On a sunny day around 3 p.m., Wells had been talking to an inmate named John when he noticed another inmate with long blonde hair and white T-shirt walk out a door during count.

“They know they’re not supposed to be outside, and I thought to myself, ‘you S.O.B., I’m going to jump down this guy’s throat,’ and I go out there and there’s nobody there,” he explained. “I thought, ‘Man he’s run around the building,’ so I went up the right side of the building; nobody was there. And the big gate is there and it’s all locked, and I was like, ‘I know I’ve seen this guy,’ so I ran to the left side and there’s a tower right there. I said, ‘Hey, has anybody ran by here?’ and he said, ‘No, it’s count time, it’s locked down.’ So I’m like, OK, and there’s a van sitting there that we used to take supplies up the hill, and I thought, ‘My God, he’s in that van; we got an escape attempt.’

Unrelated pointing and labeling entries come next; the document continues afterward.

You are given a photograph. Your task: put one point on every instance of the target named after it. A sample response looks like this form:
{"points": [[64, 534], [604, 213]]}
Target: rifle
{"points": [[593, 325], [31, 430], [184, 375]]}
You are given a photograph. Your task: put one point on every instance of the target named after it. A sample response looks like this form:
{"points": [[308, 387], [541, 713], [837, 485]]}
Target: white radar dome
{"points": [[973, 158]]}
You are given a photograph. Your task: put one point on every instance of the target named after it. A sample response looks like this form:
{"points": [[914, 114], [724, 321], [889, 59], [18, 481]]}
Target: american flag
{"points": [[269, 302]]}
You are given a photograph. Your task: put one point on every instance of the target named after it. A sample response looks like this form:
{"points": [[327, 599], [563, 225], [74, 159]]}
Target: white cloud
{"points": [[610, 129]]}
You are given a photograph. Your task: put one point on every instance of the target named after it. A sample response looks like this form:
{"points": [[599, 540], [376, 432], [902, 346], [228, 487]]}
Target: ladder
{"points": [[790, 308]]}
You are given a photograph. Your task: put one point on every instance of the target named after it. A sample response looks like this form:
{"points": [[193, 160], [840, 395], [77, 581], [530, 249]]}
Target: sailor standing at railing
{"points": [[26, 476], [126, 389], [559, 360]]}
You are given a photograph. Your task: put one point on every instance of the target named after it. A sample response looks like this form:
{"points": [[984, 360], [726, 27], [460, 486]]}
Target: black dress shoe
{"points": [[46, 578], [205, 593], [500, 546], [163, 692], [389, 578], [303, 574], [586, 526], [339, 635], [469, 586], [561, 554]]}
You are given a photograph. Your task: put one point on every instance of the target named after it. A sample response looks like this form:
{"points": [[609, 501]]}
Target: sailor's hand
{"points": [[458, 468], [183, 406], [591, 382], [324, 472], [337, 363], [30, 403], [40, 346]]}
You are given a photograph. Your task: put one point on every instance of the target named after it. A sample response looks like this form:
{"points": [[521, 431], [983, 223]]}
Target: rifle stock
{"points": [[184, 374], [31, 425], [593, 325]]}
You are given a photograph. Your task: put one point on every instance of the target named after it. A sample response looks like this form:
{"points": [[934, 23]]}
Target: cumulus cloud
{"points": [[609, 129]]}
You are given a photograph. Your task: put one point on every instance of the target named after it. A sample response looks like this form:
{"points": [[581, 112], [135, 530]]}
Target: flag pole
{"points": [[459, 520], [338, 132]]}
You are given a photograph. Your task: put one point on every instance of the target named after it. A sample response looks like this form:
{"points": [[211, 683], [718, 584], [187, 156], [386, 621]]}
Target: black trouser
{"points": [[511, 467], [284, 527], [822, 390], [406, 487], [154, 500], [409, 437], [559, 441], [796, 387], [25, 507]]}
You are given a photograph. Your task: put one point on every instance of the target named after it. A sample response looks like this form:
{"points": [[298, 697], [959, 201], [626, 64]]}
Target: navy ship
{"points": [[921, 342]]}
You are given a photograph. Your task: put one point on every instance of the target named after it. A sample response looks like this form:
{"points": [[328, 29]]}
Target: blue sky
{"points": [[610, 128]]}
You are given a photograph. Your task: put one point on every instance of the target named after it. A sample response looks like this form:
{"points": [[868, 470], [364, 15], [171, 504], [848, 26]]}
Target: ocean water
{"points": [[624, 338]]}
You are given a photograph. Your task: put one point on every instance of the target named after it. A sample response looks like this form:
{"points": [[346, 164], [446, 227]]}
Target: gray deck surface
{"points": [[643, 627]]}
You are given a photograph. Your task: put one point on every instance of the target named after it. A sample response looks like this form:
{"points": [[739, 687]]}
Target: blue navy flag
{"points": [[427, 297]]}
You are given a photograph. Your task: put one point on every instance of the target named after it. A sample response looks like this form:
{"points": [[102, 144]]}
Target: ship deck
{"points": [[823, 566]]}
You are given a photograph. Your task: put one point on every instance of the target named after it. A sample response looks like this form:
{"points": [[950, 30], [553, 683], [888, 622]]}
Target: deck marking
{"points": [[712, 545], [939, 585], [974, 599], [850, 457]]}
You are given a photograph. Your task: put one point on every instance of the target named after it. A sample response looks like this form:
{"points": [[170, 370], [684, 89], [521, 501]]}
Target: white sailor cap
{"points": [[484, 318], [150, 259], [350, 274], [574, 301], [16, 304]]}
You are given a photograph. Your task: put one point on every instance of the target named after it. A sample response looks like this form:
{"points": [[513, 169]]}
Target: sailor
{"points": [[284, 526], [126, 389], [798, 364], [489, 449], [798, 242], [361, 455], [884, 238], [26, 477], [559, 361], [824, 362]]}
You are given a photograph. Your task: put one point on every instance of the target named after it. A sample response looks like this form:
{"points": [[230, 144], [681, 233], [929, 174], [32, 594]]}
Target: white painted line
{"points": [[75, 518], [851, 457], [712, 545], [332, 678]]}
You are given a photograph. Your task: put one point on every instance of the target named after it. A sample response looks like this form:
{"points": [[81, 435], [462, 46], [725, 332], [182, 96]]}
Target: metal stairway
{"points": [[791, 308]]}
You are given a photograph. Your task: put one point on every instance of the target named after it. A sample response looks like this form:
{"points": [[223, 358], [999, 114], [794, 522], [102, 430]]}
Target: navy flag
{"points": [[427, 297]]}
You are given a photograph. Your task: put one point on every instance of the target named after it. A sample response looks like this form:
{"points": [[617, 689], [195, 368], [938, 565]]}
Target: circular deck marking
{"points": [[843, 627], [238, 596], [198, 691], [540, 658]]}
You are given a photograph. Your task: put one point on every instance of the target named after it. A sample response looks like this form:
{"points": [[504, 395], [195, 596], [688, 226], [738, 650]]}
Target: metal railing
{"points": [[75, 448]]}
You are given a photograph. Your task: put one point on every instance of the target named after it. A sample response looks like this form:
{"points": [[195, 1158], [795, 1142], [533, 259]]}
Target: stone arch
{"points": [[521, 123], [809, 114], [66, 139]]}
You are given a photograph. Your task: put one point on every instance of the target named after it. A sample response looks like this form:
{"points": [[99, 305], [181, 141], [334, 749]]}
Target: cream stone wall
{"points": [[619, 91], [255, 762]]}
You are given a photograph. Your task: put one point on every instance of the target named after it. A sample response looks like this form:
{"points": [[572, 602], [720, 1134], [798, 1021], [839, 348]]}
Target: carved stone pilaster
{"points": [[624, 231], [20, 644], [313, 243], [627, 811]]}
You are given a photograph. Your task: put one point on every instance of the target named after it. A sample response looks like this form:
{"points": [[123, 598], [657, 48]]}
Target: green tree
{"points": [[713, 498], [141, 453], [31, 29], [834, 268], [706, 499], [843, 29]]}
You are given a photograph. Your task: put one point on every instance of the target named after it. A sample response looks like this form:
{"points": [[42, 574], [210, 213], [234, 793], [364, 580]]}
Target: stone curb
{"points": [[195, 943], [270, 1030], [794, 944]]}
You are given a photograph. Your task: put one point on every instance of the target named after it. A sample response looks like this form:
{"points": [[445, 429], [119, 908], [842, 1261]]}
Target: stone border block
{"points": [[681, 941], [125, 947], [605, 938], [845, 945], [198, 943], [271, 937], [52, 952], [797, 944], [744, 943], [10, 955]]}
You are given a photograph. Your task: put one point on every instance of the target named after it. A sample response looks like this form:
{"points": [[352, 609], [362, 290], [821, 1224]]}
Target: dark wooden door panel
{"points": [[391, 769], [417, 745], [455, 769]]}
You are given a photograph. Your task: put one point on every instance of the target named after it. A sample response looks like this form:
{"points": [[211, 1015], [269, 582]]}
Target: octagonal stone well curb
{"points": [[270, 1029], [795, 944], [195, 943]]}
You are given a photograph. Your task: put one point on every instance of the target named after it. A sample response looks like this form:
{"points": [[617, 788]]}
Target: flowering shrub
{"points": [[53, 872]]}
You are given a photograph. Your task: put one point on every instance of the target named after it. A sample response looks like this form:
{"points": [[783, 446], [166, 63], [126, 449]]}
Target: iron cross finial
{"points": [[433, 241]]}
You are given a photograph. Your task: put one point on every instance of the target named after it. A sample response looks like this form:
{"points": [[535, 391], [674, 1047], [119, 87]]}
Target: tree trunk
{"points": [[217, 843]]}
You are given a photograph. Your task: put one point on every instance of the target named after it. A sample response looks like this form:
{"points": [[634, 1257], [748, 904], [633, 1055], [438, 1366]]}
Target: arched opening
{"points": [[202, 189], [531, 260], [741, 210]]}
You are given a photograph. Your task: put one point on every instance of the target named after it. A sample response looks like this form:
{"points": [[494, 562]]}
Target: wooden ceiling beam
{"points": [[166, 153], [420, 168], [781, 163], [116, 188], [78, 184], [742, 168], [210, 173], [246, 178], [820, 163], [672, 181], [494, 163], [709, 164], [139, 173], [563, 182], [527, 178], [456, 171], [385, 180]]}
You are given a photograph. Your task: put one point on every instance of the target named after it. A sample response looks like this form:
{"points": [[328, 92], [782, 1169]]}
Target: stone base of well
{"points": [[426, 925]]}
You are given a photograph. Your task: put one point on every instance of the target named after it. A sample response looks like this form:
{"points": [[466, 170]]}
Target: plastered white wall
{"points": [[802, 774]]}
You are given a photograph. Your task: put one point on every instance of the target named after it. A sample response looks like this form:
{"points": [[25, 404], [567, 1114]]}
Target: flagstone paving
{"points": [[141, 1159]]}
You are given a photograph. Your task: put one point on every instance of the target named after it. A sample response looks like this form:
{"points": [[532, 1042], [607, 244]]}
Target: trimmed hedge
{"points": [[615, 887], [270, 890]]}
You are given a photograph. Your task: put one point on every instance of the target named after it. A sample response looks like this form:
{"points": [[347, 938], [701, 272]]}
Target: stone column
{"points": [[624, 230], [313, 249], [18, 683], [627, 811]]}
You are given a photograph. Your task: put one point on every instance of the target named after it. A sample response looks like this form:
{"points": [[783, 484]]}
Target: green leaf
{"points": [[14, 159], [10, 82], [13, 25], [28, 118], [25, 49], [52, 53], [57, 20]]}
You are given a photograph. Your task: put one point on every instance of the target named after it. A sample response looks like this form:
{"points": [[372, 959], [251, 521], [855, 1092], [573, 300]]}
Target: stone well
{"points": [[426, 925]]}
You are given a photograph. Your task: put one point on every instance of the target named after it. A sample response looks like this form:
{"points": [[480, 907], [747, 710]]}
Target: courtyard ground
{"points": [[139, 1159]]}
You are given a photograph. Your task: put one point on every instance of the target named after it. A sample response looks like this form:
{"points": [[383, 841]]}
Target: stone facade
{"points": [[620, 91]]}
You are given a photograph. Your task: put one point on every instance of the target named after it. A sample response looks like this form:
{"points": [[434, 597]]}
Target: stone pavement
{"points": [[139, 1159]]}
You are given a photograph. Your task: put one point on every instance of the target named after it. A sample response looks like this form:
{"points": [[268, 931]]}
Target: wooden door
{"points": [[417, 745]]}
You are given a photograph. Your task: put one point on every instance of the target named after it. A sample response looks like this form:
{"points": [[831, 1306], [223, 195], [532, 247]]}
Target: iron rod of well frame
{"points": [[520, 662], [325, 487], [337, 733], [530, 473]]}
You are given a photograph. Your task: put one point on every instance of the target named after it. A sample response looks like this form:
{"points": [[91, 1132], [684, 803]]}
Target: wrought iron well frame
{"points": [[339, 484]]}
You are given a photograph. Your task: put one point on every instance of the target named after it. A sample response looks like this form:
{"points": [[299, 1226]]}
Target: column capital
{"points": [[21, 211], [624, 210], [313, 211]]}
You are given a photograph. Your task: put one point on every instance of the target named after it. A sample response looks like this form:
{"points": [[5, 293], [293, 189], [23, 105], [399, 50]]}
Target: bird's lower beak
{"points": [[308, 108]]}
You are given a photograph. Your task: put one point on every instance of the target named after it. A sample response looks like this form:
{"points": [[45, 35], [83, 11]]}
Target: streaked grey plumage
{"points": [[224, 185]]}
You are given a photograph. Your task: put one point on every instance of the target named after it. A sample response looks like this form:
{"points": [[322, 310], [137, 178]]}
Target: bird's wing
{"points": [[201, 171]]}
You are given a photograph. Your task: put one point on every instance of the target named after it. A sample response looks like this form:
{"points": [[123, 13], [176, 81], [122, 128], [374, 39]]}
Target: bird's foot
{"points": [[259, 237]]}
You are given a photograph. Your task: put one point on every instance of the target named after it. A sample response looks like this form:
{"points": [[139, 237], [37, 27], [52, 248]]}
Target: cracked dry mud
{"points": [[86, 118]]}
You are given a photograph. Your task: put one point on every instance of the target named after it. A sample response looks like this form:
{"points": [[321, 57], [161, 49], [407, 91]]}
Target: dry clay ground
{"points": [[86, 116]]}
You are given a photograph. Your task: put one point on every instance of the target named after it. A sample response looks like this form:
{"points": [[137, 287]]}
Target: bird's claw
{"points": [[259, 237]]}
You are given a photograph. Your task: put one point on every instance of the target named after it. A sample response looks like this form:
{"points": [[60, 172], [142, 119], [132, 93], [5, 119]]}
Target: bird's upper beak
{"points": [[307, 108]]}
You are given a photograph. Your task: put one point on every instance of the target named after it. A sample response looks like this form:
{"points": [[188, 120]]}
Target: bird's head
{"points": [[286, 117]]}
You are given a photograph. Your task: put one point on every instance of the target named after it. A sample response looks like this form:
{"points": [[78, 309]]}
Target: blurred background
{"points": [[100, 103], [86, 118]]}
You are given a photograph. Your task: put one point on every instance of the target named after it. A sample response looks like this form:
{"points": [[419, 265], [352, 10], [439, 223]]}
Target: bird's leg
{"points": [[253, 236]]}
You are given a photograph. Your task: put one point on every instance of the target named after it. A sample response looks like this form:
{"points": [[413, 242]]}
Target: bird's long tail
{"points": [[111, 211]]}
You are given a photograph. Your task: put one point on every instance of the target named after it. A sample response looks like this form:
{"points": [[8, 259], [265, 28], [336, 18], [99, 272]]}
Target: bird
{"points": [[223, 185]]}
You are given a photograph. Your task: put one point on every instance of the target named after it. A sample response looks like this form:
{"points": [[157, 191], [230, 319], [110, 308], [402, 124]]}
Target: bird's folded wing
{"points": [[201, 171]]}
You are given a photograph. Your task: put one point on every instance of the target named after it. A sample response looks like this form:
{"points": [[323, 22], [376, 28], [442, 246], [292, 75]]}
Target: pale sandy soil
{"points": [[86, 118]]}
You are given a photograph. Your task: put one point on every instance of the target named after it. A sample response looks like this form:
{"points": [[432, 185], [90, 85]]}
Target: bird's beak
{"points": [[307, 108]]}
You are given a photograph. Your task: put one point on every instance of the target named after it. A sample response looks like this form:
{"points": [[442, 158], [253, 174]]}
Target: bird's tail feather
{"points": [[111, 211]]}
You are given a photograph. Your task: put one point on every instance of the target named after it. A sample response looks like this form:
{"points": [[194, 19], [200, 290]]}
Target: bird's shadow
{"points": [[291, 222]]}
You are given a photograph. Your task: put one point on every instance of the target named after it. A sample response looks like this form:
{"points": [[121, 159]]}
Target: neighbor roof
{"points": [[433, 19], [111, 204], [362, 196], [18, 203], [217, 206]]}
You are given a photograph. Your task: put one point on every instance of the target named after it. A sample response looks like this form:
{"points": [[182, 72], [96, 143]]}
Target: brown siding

“It’s on a hill so … I’m looking underneath as I walk up and I look in the back windows. The seats are all taken, out and I look in there and there’s nothing there. So I open it up, and in the meantime, John, the inmate, had stepped out front and was watching me. I shut the doors and I’m like, ‘What?’ and he goes, ‘You ain’t going to find that guy.’ I said, ‘What are you talking about?’ He said, ‘I saw him.’ I said ‘What did he look like?’ and he said, ‘He had long blonde hair and a white T-shirt’ and I’m like, ‘yeah.’ He says, ‘Wells, we ain’t got nobody in this building that looks like that,’ and I was just like, ‘Whoa, you’re right.’ It felt like somebody had just punched me in the chest.”

After the prison was decommissioned in 2004, Wells was asked to assist with some of the prison’s ghost tours and has since begun leading the tours with his wife, who he met during his first tour of the prison, and his stepdaughter.

Several of the prison’s tours involve the history of housing and its most infamous inmates including Sonny Liston, who began his boxing career while incarcerated at MSP, women’s rights activists Emma Goldman and Kate O’Hare, and James Earl Ray, who managed to escape the prison in 1967, a year before he murdered Martin Luther King Jr.

But MSP’s ghost tours allows its tourists to delve a bit deeper into the personal lives of its inmates, many of whom may have been affected by the prison’s more deadly and violent history, such as the 1954 riot where four inmates were killed and its more than 100-year history of prisoner executions.

During its tours, which can last for two to eight hours beginning at sunset, visitors are welcome to bring their own ghost activity devices or use some of the equipment provided by the prison. Visitors are then given insight into the prison’s paranormal and unusual activities as they are guided around the upper yard, into Housing Unit 1 dungeon cells where prisoners were kept in complete darkness and through the basement of death row chambers in Housing Unit 3 until ending the tour inside the prison’s gas chamber. Investigation time at each destination varies depending on how many hours are reserved for your tour.

If you’re brave enough to take one of the prison’s ghost tours this fall, it is recommended to make your reservations by phone at 866-998-6998 as high numbers of guests visit the prison before tours stop from December through February due to weather. However, if you aren’t able to make a tour before then, you may also be able to catch one of the prison’s Select Mystery Tours where employees choose a date between June through September to have an ex-inmate of the prison lead a tour.